La bibliotheque du roi a peu de livres rares, en comparaison de quelques bibliothèques particulieres, qui, chacune dans genre, offrent des ouvrages dont la collection est vraiment unique. Le roi est mal servi en cette partie, ainsi qu’en plusieurs autres ; il n’y a pas grand mal à cela. Une bibliotheque curieuse en ce genre, est celle de M. le duc de la Valliere. Celle de M. Paulmi d’Argenson à l’Arsenal, présente encore des collections rares & choisies.

La meilleure bibliotheque est celle qui n’est composée que de livres philosophiques ; les autres appartiennent à l’opulence, à l’ostentation ou à la curiosité. Nous devons néanmoins des éloges à ceux qui rassemblent des ouvrages qui périroient sans leurs recherches attentives. On ne sait pas ce que tel livre peut produire un jour sur telle tête humaine. Les mauvais instruisent comme les bons, parce qu’ils marquent l’écueil.
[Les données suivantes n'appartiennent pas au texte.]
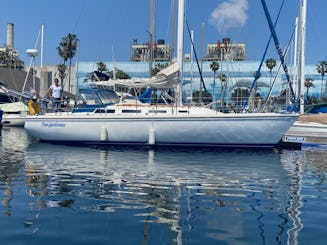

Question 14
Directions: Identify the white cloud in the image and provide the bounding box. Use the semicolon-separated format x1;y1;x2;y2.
209;0;248;34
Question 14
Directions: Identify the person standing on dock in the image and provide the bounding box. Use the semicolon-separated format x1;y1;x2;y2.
47;78;63;110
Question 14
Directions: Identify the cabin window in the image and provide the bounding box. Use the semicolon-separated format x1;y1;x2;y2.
94;109;106;113
122;109;141;113
149;110;167;113
94;108;115;113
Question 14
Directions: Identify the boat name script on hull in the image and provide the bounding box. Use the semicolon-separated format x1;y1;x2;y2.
42;122;66;128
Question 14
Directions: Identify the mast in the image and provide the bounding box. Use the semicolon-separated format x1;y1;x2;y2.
170;0;176;62
293;17;299;97
299;0;307;114
177;0;185;105
190;30;194;103
40;24;44;69
149;0;155;78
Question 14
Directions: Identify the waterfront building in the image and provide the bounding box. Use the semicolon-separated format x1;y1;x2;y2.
75;60;321;101
203;38;246;61
130;38;173;62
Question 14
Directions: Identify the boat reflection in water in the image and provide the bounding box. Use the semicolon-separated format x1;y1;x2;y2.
20;139;308;244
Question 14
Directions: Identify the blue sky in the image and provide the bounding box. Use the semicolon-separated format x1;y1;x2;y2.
0;0;327;65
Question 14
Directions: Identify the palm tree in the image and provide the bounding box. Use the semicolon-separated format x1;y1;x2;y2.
219;73;227;104
210;61;219;100
317;60;327;100
57;33;79;92
304;77;315;102
57;64;67;85
97;61;107;72
266;58;276;87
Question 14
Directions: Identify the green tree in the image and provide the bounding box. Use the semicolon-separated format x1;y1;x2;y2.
57;33;79;92
97;61;108;72
210;61;219;100
152;63;169;76
265;58;276;87
109;70;131;79
0;48;24;70
317;60;327;100
192;90;212;104
304;77;315;102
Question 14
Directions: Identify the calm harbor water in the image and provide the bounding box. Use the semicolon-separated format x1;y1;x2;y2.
0;128;327;245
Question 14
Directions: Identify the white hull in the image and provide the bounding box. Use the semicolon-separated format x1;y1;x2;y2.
286;122;327;138
2;114;27;127
25;106;298;147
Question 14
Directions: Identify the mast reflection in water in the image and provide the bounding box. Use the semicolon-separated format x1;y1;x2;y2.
0;129;326;244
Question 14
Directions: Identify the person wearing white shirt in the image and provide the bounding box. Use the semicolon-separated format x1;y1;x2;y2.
47;78;63;109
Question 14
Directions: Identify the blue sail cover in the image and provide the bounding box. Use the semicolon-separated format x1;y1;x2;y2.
261;0;297;110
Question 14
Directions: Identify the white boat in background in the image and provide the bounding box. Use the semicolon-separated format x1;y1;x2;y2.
25;0;299;147
0;102;28;127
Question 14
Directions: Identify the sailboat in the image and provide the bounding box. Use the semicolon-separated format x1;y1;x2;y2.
25;0;299;147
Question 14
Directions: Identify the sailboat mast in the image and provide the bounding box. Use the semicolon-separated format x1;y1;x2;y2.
177;0;185;105
299;0;307;114
149;0;155;77
40;24;44;68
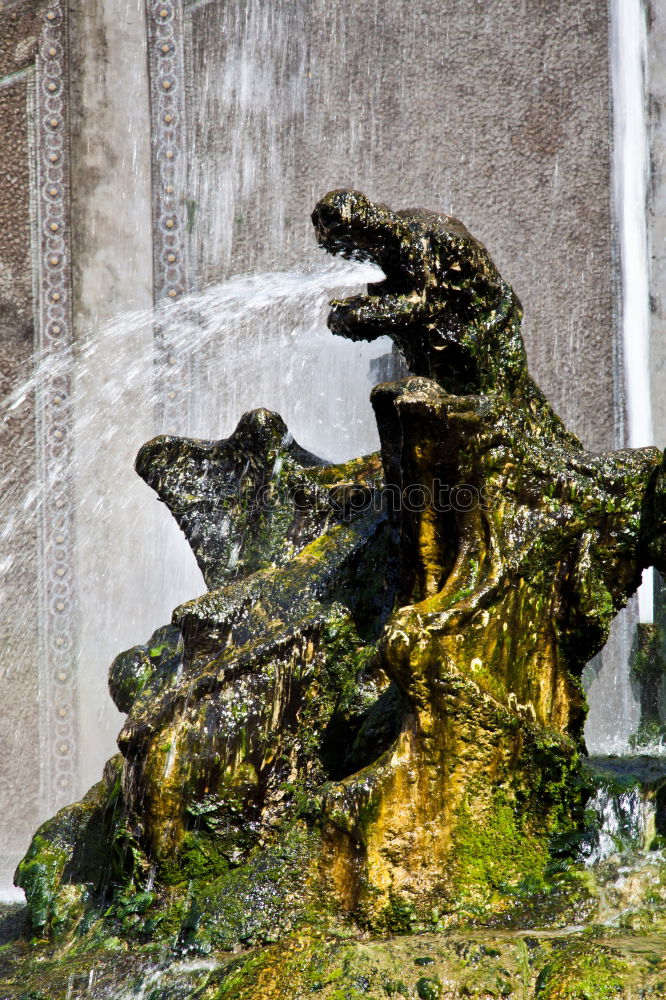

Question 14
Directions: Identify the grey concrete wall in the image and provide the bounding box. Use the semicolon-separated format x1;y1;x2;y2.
185;0;615;449
0;3;41;878
0;0;640;888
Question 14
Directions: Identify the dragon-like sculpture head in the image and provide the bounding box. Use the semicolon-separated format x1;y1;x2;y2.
312;190;531;396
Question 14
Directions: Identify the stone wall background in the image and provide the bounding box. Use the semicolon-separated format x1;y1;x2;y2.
0;0;652;892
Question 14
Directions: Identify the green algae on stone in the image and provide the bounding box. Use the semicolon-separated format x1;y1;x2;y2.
10;191;666;988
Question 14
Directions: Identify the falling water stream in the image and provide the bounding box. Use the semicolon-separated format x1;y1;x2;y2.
0;257;390;888
0;0;663;916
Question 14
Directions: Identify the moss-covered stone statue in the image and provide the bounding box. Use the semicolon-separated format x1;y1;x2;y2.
7;191;666;998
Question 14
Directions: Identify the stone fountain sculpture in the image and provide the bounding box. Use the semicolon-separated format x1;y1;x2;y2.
11;191;666;984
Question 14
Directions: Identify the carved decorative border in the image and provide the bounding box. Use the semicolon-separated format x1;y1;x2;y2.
34;0;78;810
146;0;188;432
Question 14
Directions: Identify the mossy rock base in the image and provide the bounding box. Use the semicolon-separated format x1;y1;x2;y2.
0;929;666;1000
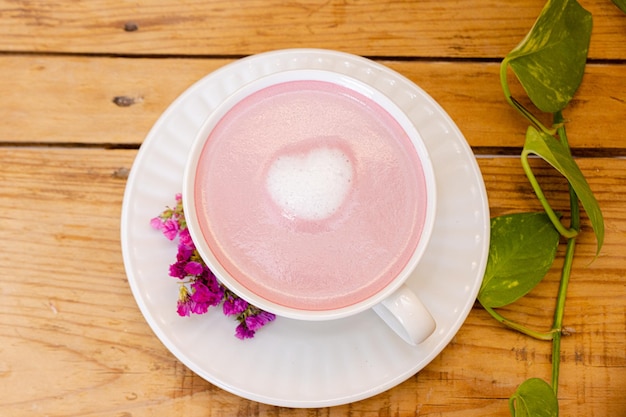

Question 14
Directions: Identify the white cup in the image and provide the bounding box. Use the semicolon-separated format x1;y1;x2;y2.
183;70;436;345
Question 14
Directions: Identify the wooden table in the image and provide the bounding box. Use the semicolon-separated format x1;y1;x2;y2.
0;0;626;417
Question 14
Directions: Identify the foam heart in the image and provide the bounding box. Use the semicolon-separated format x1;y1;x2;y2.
266;147;353;220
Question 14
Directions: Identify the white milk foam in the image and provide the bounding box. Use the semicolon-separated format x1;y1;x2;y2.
266;147;354;220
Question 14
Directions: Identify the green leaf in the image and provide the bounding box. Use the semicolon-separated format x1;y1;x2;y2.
509;378;559;417
502;0;592;113
612;0;626;13
522;126;604;254
478;213;559;308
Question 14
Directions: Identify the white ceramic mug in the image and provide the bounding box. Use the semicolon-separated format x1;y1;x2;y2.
183;70;436;345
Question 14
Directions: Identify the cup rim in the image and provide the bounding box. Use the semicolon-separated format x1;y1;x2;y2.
182;69;437;321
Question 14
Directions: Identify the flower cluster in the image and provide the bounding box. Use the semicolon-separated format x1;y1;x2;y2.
150;194;276;339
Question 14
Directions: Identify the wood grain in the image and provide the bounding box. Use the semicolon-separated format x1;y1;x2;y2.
0;0;626;59
0;147;626;417
0;55;626;150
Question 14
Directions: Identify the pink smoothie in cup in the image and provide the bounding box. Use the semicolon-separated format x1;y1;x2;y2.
194;80;427;311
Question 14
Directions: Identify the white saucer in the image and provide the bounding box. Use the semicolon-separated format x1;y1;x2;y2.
121;49;489;407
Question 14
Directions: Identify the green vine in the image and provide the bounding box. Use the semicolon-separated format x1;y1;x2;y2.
478;0;608;417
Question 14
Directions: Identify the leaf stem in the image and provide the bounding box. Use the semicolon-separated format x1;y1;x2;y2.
500;58;556;135
552;116;580;395
483;305;555;340
521;151;578;239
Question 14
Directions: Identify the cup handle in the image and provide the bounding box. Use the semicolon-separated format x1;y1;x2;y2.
373;285;437;346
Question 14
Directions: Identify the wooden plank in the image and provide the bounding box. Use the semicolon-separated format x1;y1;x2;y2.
0;55;626;152
0;0;626;59
0;147;626;417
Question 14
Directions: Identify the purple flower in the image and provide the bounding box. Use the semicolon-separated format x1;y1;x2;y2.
150;217;163;230
176;298;193;317
176;244;194;262
222;297;249;316
190;281;224;308
235;322;254;340
246;311;276;332
178;228;196;250
162;219;179;240
170;261;187;279
185;261;204;275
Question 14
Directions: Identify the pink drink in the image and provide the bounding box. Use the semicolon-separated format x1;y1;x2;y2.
195;81;426;310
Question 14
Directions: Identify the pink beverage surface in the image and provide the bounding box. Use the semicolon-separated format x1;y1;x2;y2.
195;81;426;310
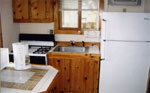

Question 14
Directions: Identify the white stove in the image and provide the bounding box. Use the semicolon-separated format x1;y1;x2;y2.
10;34;55;64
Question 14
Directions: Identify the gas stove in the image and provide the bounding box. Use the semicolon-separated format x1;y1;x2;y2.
29;46;53;55
10;34;55;64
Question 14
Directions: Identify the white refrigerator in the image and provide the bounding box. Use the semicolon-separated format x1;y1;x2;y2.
99;12;150;93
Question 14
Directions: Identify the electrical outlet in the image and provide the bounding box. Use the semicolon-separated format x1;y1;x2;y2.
122;8;127;12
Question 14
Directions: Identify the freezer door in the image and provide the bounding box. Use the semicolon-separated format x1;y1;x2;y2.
99;42;150;93
102;12;150;41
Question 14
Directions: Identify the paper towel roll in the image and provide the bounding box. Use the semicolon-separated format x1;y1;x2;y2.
13;43;28;70
0;48;9;70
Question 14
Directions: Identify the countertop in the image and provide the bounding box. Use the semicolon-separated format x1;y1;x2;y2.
49;45;100;54
47;45;101;58
1;64;58;93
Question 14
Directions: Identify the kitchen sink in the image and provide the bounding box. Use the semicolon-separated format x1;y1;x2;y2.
53;46;88;53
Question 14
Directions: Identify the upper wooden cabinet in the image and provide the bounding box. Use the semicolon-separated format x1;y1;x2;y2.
12;0;54;23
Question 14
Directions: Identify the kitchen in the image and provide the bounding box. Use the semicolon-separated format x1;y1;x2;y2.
0;0;150;93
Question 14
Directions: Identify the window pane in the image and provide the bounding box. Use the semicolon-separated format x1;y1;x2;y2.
62;11;78;28
82;0;99;9
82;11;98;29
59;0;79;10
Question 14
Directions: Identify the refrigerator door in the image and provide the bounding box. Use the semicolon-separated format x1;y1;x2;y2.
102;12;150;41
99;41;150;93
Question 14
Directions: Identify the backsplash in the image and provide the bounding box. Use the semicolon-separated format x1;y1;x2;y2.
20;23;100;42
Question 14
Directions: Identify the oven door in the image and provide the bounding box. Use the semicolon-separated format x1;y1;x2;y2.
9;53;47;65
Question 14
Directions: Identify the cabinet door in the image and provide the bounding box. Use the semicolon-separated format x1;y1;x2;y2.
49;57;99;93
30;0;46;19
12;0;29;19
48;57;70;93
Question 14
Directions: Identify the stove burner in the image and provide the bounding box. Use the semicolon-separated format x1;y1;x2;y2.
33;46;52;54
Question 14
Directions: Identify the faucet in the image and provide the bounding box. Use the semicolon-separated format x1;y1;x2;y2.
82;41;85;47
70;40;75;46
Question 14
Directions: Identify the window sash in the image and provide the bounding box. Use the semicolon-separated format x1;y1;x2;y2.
58;0;99;31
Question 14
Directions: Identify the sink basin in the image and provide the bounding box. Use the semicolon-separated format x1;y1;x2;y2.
53;46;88;53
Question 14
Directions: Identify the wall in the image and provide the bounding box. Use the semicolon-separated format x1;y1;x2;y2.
0;0;20;50
144;0;150;13
20;23;100;42
104;0;145;12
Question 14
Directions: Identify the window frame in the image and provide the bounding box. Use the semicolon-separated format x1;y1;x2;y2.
54;0;104;34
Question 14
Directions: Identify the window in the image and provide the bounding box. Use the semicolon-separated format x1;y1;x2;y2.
55;0;99;32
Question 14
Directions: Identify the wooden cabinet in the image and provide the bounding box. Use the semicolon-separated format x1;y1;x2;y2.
0;15;3;48
12;0;54;23
48;54;100;93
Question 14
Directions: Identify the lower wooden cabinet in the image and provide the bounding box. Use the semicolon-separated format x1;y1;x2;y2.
48;55;100;93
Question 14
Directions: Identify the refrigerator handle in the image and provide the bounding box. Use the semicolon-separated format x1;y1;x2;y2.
144;18;150;20
101;19;107;40
101;40;106;61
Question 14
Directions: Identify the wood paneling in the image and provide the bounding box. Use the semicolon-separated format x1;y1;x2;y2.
48;53;100;93
0;16;3;48
13;0;54;23
147;72;150;93
100;0;104;11
56;41;100;47
12;0;29;19
30;0;46;19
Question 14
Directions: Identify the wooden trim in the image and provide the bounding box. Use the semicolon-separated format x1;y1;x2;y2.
54;0;83;34
0;15;3;48
56;41;100;47
14;19;53;23
41;74;58;93
100;0;104;11
146;72;150;93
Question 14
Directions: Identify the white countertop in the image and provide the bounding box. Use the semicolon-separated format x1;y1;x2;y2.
1;64;58;93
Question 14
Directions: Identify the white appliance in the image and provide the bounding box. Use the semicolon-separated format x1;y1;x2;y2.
0;48;9;70
9;33;55;65
99;12;150;93
13;43;31;70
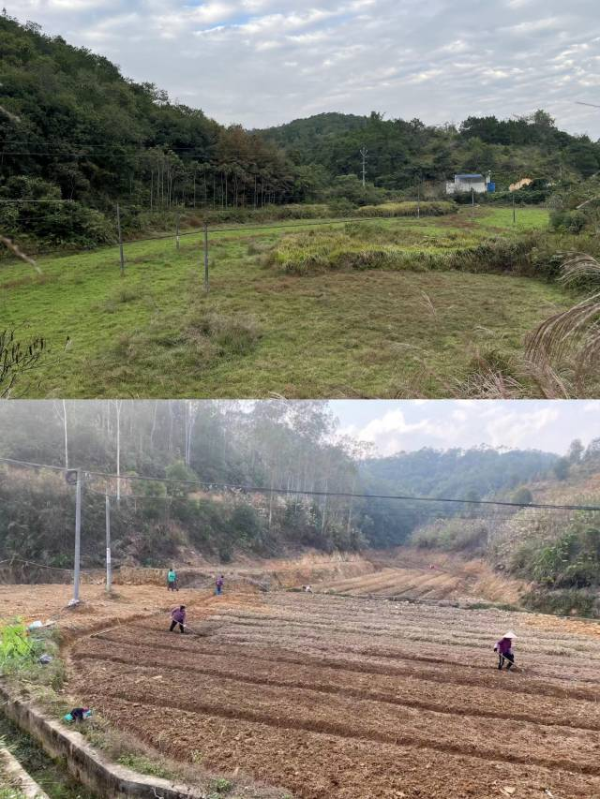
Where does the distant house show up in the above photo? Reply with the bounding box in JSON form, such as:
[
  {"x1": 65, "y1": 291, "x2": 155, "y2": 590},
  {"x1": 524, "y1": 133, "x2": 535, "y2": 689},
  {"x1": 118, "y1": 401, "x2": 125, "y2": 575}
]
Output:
[
  {"x1": 446, "y1": 173, "x2": 496, "y2": 194},
  {"x1": 508, "y1": 178, "x2": 533, "y2": 191}
]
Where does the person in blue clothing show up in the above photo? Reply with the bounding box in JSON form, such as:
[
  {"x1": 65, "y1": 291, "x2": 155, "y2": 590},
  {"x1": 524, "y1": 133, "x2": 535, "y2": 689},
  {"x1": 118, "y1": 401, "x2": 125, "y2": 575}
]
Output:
[{"x1": 167, "y1": 566, "x2": 179, "y2": 591}]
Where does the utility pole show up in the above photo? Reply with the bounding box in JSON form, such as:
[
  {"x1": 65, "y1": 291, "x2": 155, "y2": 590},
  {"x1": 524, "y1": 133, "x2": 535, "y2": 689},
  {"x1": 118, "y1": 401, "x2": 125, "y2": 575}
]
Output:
[
  {"x1": 117, "y1": 203, "x2": 125, "y2": 277},
  {"x1": 67, "y1": 469, "x2": 81, "y2": 605},
  {"x1": 360, "y1": 147, "x2": 369, "y2": 189},
  {"x1": 106, "y1": 490, "x2": 112, "y2": 594},
  {"x1": 204, "y1": 222, "x2": 210, "y2": 294}
]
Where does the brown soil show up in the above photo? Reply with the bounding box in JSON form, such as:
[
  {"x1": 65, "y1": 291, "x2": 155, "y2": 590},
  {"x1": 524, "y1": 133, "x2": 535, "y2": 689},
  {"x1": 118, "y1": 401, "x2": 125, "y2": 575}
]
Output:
[
  {"x1": 314, "y1": 547, "x2": 528, "y2": 604},
  {"x1": 65, "y1": 586, "x2": 600, "y2": 799}
]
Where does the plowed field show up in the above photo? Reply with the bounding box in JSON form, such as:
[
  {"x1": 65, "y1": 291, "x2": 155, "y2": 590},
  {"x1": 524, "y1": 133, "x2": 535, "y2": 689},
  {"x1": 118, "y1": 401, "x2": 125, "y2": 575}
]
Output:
[{"x1": 69, "y1": 593, "x2": 600, "y2": 799}]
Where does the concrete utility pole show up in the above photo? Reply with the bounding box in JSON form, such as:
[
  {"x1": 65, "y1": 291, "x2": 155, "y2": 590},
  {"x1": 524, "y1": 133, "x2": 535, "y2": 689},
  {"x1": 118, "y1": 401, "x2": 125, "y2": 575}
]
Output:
[
  {"x1": 204, "y1": 222, "x2": 210, "y2": 294},
  {"x1": 73, "y1": 469, "x2": 81, "y2": 605},
  {"x1": 106, "y1": 491, "x2": 112, "y2": 594},
  {"x1": 360, "y1": 147, "x2": 369, "y2": 189},
  {"x1": 117, "y1": 203, "x2": 125, "y2": 277}
]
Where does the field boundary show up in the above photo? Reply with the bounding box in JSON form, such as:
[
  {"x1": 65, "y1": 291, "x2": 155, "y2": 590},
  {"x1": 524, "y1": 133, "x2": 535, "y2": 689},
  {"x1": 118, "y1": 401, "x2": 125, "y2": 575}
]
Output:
[
  {"x1": 0, "y1": 682, "x2": 206, "y2": 799},
  {"x1": 0, "y1": 746, "x2": 49, "y2": 799}
]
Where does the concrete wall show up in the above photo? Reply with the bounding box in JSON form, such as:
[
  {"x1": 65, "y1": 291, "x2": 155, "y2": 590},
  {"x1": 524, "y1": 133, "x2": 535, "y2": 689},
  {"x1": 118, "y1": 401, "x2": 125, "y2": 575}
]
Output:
[
  {"x1": 0, "y1": 746, "x2": 49, "y2": 799},
  {"x1": 0, "y1": 683, "x2": 206, "y2": 799}
]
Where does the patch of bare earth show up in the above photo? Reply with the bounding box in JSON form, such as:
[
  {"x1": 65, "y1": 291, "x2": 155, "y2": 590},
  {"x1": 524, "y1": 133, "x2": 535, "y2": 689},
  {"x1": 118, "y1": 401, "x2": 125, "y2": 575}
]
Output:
[{"x1": 68, "y1": 587, "x2": 600, "y2": 799}]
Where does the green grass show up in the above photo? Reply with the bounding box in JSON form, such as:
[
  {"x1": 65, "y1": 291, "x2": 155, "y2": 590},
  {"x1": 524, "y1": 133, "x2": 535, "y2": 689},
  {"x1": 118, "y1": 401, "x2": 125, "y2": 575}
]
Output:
[
  {"x1": 0, "y1": 208, "x2": 567, "y2": 398},
  {"x1": 478, "y1": 206, "x2": 549, "y2": 230},
  {"x1": 0, "y1": 714, "x2": 96, "y2": 799}
]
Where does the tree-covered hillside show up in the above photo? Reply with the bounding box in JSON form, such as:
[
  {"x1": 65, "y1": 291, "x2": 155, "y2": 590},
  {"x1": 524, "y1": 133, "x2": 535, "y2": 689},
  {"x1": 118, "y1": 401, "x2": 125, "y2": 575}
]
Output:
[
  {"x1": 0, "y1": 12, "x2": 600, "y2": 252},
  {"x1": 0, "y1": 13, "x2": 295, "y2": 243},
  {"x1": 264, "y1": 111, "x2": 600, "y2": 190},
  {"x1": 0, "y1": 400, "x2": 568, "y2": 565}
]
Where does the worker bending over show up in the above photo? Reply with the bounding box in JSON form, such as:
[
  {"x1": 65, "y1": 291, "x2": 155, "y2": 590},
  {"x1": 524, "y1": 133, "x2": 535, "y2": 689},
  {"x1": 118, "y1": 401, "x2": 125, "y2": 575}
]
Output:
[
  {"x1": 169, "y1": 605, "x2": 185, "y2": 633},
  {"x1": 167, "y1": 566, "x2": 179, "y2": 591},
  {"x1": 494, "y1": 630, "x2": 517, "y2": 671}
]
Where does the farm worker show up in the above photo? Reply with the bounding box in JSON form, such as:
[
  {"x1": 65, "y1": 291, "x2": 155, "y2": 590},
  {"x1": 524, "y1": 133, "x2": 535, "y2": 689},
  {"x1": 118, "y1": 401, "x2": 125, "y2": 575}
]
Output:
[
  {"x1": 65, "y1": 707, "x2": 92, "y2": 722},
  {"x1": 169, "y1": 605, "x2": 185, "y2": 633},
  {"x1": 167, "y1": 566, "x2": 179, "y2": 591},
  {"x1": 494, "y1": 630, "x2": 517, "y2": 671}
]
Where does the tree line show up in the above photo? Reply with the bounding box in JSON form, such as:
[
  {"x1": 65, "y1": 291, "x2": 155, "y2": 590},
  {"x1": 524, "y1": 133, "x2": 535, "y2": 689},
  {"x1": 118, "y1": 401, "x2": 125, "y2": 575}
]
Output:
[
  {"x1": 0, "y1": 12, "x2": 600, "y2": 246},
  {"x1": 0, "y1": 400, "x2": 576, "y2": 566}
]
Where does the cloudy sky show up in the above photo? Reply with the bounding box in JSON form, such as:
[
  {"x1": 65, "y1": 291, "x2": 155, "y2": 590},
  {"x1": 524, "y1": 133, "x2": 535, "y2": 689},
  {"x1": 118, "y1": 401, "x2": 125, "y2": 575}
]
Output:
[
  {"x1": 4, "y1": 0, "x2": 600, "y2": 138},
  {"x1": 330, "y1": 400, "x2": 600, "y2": 455}
]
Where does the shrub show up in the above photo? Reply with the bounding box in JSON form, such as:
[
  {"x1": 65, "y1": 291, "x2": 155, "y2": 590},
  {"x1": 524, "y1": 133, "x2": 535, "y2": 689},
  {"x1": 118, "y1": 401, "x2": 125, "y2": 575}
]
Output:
[{"x1": 410, "y1": 519, "x2": 488, "y2": 552}]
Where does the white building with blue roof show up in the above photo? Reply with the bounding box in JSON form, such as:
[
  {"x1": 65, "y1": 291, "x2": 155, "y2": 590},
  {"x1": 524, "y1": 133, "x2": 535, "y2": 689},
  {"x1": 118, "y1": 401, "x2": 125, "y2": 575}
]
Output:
[{"x1": 446, "y1": 173, "x2": 496, "y2": 194}]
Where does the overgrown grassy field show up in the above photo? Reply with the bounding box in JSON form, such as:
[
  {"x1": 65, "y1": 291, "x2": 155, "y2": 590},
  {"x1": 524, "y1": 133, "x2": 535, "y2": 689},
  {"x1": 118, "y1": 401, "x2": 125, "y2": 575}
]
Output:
[{"x1": 0, "y1": 207, "x2": 568, "y2": 398}]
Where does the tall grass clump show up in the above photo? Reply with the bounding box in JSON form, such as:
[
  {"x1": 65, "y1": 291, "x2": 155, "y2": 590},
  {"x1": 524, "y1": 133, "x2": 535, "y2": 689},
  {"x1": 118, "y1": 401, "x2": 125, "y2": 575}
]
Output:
[
  {"x1": 525, "y1": 252, "x2": 600, "y2": 396},
  {"x1": 190, "y1": 312, "x2": 260, "y2": 355},
  {"x1": 356, "y1": 200, "x2": 458, "y2": 216}
]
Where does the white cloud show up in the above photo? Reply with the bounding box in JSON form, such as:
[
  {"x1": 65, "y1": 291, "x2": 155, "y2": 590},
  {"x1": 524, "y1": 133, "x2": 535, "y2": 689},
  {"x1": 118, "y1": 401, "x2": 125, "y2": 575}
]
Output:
[
  {"x1": 331, "y1": 400, "x2": 600, "y2": 455},
  {"x1": 4, "y1": 0, "x2": 600, "y2": 136}
]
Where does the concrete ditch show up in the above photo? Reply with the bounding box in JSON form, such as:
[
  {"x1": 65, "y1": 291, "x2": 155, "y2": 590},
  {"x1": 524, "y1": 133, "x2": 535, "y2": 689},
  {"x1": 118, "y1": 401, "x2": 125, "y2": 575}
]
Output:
[
  {"x1": 0, "y1": 746, "x2": 49, "y2": 799},
  {"x1": 0, "y1": 683, "x2": 206, "y2": 799}
]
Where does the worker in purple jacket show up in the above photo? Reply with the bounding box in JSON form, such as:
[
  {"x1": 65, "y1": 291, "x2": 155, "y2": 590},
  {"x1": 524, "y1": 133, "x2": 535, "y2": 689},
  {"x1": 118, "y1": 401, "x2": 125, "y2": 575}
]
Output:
[
  {"x1": 169, "y1": 605, "x2": 185, "y2": 633},
  {"x1": 494, "y1": 630, "x2": 517, "y2": 671}
]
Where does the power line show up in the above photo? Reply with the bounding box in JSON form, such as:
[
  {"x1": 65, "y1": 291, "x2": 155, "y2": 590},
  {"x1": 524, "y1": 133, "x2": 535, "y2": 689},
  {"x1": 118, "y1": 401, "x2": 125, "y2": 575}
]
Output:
[{"x1": 0, "y1": 458, "x2": 600, "y2": 513}]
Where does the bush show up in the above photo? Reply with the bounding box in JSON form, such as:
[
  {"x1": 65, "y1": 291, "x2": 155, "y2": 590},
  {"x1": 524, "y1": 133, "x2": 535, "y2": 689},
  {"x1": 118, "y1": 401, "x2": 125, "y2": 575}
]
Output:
[
  {"x1": 550, "y1": 208, "x2": 588, "y2": 235},
  {"x1": 410, "y1": 519, "x2": 488, "y2": 552}
]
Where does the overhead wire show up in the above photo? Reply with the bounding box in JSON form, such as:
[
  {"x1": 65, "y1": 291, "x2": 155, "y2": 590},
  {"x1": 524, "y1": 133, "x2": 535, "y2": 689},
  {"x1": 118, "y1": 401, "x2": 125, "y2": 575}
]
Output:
[{"x1": 0, "y1": 458, "x2": 600, "y2": 513}]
Tel financier, & tel épais magistrat, au sortir de table, & tout en digérant, disent d’un ton capable : mais on ne fait plus de chefs-d’œuvres aujourd’hui. Ils voudroient chaque jour trouver sur leur bureau un livre comme l’Esprit des loix, ou l’Émile ; & quand un ouvrage supérieur vient à paroître, ils ne savent pas le lire, ou ils lui font la guerre.

L’humeur & l’envie rétrogradent dans les tems passés, & amenent les trésors de tous les siecles pour objet de comparaison avec la brochure nouvelle. Le mérite qui s’y trouve n’est jamais senti le premier jour ; on a plutôt fait de se livrer à une petite déclamation satirique, que de peser exactement la somme des idées renfermées dans le livre nouveau. On commence par le dédaigner, mauvaise disposition pour le bien juger. L’habitude de ne louer que les talens qui ne sont plus, s’accorde trop avec la paresse pour qu’elle y renonce.

On ne lit presque point à Paris un ouvrage qui a plus de deux volumes. Jugez de celui qui en fait douze de six cents pages pour prouver la religion chrétienne ! Un si long plaidoyer est plus assommant que convaincant.

Nos bons aïeux lisoient des romans en seize tomes, & ils n’étoient pas encore trop longs pour leurs soirées. Ils suivoient avec transport les mœurs, les vertus, les combats de l’antique chevalerie. Pour nous, bientôt nous ne lirons plus que sur des écrans.

On ne hait pas la science, a dit quelqu’un ; on ne hait que la peine qu’il en coûte pour l’acquérir. Il faut être court & précis, si l’on veut être lu aujourd’hui.